A falsa liberdade de escolha

Bernardino Soares (Membro da Comissão Política do PCP)

Sistematicamente, nos discursos do grande capital, especialmente nos sectores sociais e no da saúde em particular, surge a ideia da liberdade de escolha. Associando a ideia de liberdade à de autonomia individual da escolha procuram convencer-nos de que cada cidadão deve poder ter acesso a um serviço de acordo exclusivamente com a sua vontade, independentemente de ser público ou privado.

A maioria das unidades privadas subsiste à conta de transferências do OE

Na prática o que pretendem é que o Estado pague sempre a conta do serviço de saúde, mesmo se privado, e se remeta cada vez mais ao papel de mero financiador, abdicando dos serviços públicos.

Não se discute que possam existir unidades privadas e que o Estado possa recorrer a elas quando não dá resposta em tempo útil. O que se rejeita é a política que há vários anos está em curso de favorecimento do sector privado.

O que acontece hoje em inúmeras situações é uma total ausência de liberdade de escolha, uma vez que, para milhares de consultas, exames, cirurgias e tratamentos, o utente não tem a liberdade de escolher o serviço público, ou porque o SNS no seu caso não dá resposta a tempo ou, na maioria dos casos, porque tendo capacidades não aproveitadas mesmo assim envia utentes para o sector privado. O utente é assim de facto obrigado a escolher o serviço privado, mesmo que pago pelo Estado. Não há aqui liberdade de escolha alguma, mas isso já não parece preocupar os arautos da privatização.
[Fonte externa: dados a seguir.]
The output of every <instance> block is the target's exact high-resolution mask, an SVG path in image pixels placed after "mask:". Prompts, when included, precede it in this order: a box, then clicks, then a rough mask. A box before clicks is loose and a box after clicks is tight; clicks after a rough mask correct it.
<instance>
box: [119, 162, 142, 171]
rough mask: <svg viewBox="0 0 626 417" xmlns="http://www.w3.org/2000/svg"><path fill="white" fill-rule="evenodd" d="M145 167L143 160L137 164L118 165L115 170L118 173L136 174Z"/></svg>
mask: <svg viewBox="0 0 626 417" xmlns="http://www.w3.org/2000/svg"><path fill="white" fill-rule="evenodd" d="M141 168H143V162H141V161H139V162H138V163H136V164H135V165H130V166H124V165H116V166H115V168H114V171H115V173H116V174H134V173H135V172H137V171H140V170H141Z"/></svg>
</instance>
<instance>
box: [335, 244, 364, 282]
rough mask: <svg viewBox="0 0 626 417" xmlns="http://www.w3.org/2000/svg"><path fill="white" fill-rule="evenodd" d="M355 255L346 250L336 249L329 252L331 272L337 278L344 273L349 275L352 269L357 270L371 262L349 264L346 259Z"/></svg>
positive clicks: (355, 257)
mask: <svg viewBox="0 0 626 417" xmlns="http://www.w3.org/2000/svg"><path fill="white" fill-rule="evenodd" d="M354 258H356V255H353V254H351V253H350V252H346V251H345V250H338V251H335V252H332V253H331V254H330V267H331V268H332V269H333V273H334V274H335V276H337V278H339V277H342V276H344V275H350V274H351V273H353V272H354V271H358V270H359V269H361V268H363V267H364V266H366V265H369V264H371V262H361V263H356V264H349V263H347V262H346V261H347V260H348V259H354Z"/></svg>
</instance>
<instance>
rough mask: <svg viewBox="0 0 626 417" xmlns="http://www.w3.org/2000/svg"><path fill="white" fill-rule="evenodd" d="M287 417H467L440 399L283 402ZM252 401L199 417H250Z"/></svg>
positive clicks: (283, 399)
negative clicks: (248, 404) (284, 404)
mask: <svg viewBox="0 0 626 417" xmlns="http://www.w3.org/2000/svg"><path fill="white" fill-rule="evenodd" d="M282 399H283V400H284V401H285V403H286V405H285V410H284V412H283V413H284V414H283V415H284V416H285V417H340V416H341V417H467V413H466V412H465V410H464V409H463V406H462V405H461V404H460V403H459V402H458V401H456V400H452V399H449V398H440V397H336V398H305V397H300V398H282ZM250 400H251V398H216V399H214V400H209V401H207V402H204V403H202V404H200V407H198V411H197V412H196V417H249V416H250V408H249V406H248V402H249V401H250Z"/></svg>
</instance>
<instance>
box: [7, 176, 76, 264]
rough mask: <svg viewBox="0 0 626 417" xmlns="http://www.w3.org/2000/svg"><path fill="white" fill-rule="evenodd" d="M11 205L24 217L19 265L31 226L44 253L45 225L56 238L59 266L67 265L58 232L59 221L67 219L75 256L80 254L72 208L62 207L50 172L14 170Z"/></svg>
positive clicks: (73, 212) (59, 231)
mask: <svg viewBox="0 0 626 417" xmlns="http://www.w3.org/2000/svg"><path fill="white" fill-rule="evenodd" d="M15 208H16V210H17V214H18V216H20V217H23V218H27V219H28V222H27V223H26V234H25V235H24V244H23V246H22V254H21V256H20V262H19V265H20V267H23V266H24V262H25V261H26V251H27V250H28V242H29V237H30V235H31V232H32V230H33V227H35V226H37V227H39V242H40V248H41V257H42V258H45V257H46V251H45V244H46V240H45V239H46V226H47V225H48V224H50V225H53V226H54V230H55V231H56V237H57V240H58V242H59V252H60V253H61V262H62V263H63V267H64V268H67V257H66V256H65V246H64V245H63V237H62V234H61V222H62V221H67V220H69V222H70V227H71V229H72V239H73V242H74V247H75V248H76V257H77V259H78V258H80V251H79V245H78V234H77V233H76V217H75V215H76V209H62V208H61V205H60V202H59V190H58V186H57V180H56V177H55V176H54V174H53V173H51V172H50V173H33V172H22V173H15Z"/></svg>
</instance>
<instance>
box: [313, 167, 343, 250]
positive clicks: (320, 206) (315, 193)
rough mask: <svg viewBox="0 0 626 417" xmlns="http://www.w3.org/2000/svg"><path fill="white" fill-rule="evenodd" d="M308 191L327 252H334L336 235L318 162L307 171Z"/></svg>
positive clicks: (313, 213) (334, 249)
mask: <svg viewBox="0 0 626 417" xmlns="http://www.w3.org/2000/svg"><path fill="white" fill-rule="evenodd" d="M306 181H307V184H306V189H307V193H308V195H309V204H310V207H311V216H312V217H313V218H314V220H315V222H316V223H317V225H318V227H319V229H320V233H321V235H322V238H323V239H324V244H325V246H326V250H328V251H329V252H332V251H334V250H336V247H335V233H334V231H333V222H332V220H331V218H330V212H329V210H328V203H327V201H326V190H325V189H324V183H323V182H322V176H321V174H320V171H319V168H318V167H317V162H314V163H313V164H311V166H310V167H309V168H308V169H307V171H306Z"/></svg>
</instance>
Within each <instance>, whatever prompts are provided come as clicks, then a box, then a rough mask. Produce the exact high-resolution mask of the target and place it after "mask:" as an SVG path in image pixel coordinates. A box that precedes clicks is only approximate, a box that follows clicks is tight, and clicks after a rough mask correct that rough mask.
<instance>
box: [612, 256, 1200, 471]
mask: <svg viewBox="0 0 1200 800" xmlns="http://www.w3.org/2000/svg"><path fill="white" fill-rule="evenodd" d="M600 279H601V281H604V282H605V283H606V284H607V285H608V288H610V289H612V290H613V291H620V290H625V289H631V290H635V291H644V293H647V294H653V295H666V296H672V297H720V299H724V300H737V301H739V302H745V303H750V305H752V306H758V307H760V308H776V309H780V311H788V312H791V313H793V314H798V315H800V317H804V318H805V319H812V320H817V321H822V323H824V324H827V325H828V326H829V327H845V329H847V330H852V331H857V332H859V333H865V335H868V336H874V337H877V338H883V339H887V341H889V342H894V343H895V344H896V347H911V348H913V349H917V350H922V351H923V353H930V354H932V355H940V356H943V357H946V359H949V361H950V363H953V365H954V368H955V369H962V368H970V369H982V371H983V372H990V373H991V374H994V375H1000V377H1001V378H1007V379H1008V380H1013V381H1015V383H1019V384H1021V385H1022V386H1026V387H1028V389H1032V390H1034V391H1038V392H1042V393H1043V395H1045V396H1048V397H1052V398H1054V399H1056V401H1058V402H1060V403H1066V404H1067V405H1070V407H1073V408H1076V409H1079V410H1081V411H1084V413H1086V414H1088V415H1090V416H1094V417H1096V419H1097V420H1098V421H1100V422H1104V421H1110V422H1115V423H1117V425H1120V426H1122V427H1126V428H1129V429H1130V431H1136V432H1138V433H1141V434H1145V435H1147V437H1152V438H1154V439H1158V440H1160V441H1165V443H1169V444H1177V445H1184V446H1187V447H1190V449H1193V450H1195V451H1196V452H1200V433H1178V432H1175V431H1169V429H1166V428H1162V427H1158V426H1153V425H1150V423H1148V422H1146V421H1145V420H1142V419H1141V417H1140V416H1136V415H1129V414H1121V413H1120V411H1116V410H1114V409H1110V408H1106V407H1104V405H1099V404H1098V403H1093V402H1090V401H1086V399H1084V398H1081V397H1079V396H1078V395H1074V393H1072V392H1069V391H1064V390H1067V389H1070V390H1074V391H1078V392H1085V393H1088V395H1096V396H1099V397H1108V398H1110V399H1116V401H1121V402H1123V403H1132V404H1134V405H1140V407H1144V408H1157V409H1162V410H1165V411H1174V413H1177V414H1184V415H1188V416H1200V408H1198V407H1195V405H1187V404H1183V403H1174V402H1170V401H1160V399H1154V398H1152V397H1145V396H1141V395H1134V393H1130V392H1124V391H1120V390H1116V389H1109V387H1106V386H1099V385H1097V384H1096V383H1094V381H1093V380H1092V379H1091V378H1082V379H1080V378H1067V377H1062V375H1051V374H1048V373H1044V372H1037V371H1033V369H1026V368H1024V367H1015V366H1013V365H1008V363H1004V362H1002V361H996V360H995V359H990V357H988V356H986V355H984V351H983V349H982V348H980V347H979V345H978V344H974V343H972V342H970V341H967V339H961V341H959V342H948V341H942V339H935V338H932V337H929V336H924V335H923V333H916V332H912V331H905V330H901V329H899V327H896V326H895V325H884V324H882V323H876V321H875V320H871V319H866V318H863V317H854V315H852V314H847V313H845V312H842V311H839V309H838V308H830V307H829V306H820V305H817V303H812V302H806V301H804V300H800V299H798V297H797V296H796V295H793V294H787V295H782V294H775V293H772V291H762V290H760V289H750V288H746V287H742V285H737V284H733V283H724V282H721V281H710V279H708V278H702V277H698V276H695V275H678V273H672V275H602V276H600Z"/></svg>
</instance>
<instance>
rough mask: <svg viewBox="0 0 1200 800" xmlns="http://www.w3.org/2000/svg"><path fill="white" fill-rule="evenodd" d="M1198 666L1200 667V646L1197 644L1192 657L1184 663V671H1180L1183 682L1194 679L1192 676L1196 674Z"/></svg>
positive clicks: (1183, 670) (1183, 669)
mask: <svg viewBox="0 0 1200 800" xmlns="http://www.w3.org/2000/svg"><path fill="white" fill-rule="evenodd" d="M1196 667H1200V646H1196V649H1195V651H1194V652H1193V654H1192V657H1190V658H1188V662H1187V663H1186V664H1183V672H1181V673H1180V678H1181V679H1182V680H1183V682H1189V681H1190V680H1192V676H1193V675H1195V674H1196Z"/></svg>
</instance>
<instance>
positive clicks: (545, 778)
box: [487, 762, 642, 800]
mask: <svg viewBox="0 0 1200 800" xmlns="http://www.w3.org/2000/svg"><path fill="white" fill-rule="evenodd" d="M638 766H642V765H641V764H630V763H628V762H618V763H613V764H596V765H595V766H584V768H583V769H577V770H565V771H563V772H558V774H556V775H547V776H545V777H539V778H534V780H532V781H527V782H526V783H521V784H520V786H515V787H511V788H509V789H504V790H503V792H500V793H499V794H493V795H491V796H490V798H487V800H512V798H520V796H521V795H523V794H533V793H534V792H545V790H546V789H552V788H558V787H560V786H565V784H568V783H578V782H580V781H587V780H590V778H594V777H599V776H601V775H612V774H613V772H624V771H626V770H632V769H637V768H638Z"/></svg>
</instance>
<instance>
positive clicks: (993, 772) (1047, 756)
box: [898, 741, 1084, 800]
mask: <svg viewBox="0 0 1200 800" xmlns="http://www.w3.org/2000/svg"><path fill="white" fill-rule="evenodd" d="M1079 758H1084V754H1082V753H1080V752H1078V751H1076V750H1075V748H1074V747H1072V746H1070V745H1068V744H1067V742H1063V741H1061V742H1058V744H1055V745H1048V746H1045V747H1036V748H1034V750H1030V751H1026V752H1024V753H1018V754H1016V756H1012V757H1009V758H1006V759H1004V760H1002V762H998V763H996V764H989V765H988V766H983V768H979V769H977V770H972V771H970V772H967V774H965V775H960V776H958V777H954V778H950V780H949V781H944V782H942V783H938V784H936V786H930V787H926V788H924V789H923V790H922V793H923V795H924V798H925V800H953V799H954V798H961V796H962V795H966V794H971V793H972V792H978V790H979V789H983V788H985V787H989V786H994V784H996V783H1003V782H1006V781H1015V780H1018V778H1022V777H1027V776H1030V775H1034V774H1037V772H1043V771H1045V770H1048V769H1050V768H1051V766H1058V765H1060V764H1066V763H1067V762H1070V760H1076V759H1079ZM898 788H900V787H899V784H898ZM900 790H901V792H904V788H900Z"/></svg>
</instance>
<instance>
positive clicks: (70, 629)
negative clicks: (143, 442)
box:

Casos há, como o da hemodiálise, em que o fundamental da prestação está na mão de privados – duas multinacionais neste caso –, que beneficiam de uma política de desinvestimento público (há uns meses o Governo recusou-se a responder à pergunta de quantas unidades de hemodiálise tinham sido construídas nos hospitais públicos nos últimos anos e quantas iriam sê-lo nos próximos – simplesmente porque a resposta é zero) e impõem os preços e as condições ao Estado, sob pena de não tratarem os doentes.

É por isso aliás que o tão falado papel regulador do Estado, artifício utilizado para criar a ideia de que se continuaria a garantir a qualidade mesmo transferindo a prestação para o privado, não tem qualquer viabilidade sem a existência de um forte sector prestador público. Se o Estado não tem alternativa, então não regula, não controla nem fiscaliza – obedece.

 

O que se esconde

 

Frequentemente invocam também a ideia da concorrência, para que só os melhores prestem serviços. Claro que escondem desde logo que a maioria das unidades privadas e em particular os grandes hospitais subsistem à conta de transferências do Orçamento do Estado. E que discriminam os utentes públicos dando prioridade aos dos seguros de saúde e outros privados. Aquilo a que chamam concorrência mais não é do que uma mal disfarçada parasitagem dos recursos públicos a favor dos lucros privados.

É também falsa a ideia de que o privado presta serviços mais baratos. Na realidade dedica-se preferencialmente às áreas de menor risco e maior potencial lucrativo, deixando de lado as áreas mais pesadas; os seus hospitais não têm de ter todas as valências e serviços que um hospital público abrange – só aquelas que são vantajosas; utilizam vínculos laborais e estatutos remuneratórios mais degradados do que os serviços públicos (salvo quando se trata de atrair profissionais de referência); não têm preocupações de articulação com outras unidades, como os centros de saúde; podem limitar o acesso à urgência; não têm obrigações em matéria de políticas de saúde pública ou de promoção da saúde. E mesmo assim só são mais baratos quando impera a má gestão nas unidades públicas.

Não se trata também de uma questão de qualidade. É bem conhecido que os magnatas nacionais, quando o caso é sério, vão para os hospitais públicos; e que as maternidades privadas (a quem são exigidos menos requisitos do que às públicas), quando um parto se complica, o enviam para as unidades públicas.

A entrega progressiva da saúde aos grandes grupos económicos não é complementar ao SNS. A não ser que se dupliquem as verbas para a saúde, o dinheiro que vai para os grupos privados é dinheiro que falta nos serviços públicos; a não ser que «importem» utentes, os que são empurrados para o sector privado são os que, a não ser assim, utilizariam o SNS. É por isso que a liberdade de escolha que os grupos económicos realmente querem é a liberdade de eles próprios escolherem e atraírem os utentes que lhes convém com o respectivo financiamento público. Seria o caminho do definhamento do SNS, transferindo o financiamento para o privado. Seria para além disso a total desorganização da rede de serviços de saúde, esquartejada por interesses concorrentes e contraditórios.

Naturalmente, os privados perseguem o maior lucro possível e por isso condicionam a organização dos cuidados a esse objectivo.

É por isso que só o Serviço Nacional de Saúde está em condições de garantir a todos os cidadãos cuidados de saúde de qualidade.